Guide 2: Research projects with PyTorch

  • Based on some feedback I got, we will try to summarize tips and tricks on how to setup and structure large research projects in PyTorch, such as your Master Thesis

  • Feel free to contribute yourself if you have good ideas

Setup

Framework

  • Choosing the right framework can be essential. If you have standard optimization loops of a single forward pass and return a loss, consider going with PyTorch Lightning. It reduces the code overhead a lot and allows to easily scale your model to multiple GPUs and/or nodes if needed. Nonetheless, if you expect that you need to change the default training procedure quite a bit, consider going with plain PyTorch and write your own framework. It might take more time initially, but makes edits in the optimization procedure easier.

  • For an own framework, the following can be used as an example setup:

general/
│   train.py
│   task.py
│   mutils.py
layers/
experiments/
│   task1/
│        train.py
│        task.py
│        eval.py
│        dataset.py
│   task2/
│        train.py
│        task.py
│        eval.py
│        dataset.py
  • The general/train.py file summarizes the default operations every model needs (training loop, loading/saving model, setting up model, etc.). If you use PyTorch Lightning, this reduces to a train file per task, and only needs the specification of the trainer object.

  • The general/task.py file summarizes a template for the specific parts you have to do for a task (training step, validation step, etc.). If you use PyTorch Lightning, this would be the definition of the Lightning Module.

  • The layers/models folder contains the code for specifying the nn.Modules you use for setting up the model.

  • The experiments folder contains the task-specific code. Each task has its own train.py for specifying the argument parser, setting up the model, etc., while the task.py overwrites the template in general/task.py. The eval.py file should has as input a checkpoint directory of a trained model, and should evaluate this model on the test dataset. Finally, the file dataset.py contains all parts you need for setting up the dataset.
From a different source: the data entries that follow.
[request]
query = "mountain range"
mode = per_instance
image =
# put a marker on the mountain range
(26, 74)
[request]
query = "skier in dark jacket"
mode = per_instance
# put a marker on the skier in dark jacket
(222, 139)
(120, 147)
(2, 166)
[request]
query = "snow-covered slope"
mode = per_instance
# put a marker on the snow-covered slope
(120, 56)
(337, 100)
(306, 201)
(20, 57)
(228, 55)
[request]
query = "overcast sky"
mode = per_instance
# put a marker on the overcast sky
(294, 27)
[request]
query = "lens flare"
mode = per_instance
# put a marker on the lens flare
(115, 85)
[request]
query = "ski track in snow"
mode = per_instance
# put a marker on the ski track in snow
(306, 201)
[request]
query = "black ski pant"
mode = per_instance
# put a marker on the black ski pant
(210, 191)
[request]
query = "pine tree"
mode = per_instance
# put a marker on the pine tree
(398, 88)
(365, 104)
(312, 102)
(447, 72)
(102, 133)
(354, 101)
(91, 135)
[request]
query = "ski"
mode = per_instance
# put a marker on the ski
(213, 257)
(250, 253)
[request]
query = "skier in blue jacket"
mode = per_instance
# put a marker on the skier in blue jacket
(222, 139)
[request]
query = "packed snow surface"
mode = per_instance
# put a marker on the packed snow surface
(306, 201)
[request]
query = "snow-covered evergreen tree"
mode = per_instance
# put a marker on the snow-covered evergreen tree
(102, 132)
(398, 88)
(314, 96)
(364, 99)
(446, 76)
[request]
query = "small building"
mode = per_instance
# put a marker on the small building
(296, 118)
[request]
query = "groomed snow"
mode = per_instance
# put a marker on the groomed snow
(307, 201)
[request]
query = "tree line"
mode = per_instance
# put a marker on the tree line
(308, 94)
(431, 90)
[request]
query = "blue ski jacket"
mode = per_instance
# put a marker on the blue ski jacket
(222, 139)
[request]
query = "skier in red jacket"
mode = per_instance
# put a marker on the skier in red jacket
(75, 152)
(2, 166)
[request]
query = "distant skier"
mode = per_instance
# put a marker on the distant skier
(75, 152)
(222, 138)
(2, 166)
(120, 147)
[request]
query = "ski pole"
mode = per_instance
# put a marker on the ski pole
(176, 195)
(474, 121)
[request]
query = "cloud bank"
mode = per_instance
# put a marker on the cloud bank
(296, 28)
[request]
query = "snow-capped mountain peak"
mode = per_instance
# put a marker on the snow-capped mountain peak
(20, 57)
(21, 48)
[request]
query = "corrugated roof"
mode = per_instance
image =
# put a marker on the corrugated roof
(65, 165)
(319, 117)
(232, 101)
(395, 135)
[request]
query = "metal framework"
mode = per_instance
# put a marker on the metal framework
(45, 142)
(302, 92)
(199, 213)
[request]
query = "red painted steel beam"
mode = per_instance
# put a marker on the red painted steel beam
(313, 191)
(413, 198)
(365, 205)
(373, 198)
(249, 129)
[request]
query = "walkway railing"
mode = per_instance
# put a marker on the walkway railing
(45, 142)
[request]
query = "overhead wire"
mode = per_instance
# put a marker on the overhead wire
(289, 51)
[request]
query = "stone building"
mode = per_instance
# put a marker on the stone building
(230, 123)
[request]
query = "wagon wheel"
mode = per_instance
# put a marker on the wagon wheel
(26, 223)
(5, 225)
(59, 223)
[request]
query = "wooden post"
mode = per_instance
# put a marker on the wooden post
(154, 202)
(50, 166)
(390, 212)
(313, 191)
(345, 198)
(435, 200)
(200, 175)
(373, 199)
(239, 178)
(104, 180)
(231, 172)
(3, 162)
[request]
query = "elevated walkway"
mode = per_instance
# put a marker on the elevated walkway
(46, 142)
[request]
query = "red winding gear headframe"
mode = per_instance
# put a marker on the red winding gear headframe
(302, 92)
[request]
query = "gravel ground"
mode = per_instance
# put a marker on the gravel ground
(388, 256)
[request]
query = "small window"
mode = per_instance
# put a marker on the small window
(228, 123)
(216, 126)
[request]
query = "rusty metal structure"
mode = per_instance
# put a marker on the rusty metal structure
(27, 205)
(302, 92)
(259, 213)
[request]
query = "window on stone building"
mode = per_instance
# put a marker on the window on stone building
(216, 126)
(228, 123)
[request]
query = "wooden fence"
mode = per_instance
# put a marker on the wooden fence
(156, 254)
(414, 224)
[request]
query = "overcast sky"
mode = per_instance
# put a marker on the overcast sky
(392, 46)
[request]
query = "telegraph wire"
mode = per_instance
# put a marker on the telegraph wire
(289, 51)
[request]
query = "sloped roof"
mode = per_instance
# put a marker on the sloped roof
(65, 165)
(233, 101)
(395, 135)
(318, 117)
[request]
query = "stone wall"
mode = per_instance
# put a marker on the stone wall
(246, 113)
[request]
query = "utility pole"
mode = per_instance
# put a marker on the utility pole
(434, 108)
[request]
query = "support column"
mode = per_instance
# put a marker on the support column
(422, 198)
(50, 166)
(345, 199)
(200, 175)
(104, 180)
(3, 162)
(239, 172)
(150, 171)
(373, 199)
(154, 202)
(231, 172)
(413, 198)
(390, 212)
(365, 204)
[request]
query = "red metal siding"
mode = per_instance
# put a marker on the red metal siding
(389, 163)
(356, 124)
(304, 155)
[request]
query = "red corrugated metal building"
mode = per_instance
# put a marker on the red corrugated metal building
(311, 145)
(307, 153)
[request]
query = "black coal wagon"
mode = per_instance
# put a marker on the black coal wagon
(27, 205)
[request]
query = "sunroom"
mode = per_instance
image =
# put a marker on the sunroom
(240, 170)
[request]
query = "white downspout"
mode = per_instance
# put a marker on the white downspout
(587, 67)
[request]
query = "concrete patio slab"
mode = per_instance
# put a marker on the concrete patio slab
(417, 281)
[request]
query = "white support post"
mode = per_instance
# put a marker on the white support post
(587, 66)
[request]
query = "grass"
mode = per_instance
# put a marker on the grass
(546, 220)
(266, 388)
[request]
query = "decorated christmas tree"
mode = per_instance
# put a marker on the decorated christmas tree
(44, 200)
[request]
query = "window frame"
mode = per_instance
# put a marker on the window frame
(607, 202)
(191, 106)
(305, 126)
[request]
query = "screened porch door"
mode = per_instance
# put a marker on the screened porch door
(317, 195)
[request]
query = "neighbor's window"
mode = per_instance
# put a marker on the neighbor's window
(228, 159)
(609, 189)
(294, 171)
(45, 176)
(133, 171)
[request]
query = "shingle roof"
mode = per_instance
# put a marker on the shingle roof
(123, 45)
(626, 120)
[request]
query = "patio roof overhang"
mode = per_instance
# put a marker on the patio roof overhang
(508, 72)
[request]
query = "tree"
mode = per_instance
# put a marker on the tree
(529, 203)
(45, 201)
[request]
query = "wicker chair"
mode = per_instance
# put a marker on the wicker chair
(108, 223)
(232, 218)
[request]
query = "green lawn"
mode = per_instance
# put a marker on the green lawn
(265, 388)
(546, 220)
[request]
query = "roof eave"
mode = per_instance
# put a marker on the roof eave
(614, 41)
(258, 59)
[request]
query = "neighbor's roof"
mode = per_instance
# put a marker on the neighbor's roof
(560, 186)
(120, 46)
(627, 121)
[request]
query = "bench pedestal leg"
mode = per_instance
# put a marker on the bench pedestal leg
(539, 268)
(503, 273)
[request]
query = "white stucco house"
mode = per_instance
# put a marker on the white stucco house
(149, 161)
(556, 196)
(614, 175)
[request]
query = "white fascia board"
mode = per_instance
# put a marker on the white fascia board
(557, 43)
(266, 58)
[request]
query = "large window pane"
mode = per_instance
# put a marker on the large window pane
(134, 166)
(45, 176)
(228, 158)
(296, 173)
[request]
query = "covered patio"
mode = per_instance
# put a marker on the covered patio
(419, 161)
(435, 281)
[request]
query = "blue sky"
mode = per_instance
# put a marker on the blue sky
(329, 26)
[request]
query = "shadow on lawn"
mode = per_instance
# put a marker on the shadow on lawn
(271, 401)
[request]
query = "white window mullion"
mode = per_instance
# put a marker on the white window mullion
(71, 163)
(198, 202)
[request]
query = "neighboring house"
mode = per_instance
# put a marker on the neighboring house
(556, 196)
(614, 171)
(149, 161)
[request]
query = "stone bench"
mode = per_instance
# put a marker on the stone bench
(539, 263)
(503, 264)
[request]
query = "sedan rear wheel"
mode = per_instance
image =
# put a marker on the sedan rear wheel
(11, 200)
  • Note that this template assumes that you might have multiple different tasks and multiple different models. If you have a simpler setup, you can inherently shrink the template together.

Argument parser

  • It is a good practice to use argument parsers for specifying hyperparameters. Argument parsers allow you to call a training like python train.py --learning ... --seed ... --hidden_size ... etc.

  • If you have multiple models to choose from, you will have multiple set of hyperparameters. A good summary on that can be found in the PyTorch Lightning documentation without the need of using Lightning. In essence, you can define a static method for each model that returns a parser for its specific hyperparameters. This makes your code cleaner and easier to define new tasks without copying the whole argument parser.

  • To ensure reproducibility (more details below), it is recommended to save the arguments as a json file or similar in your checkpoint folder.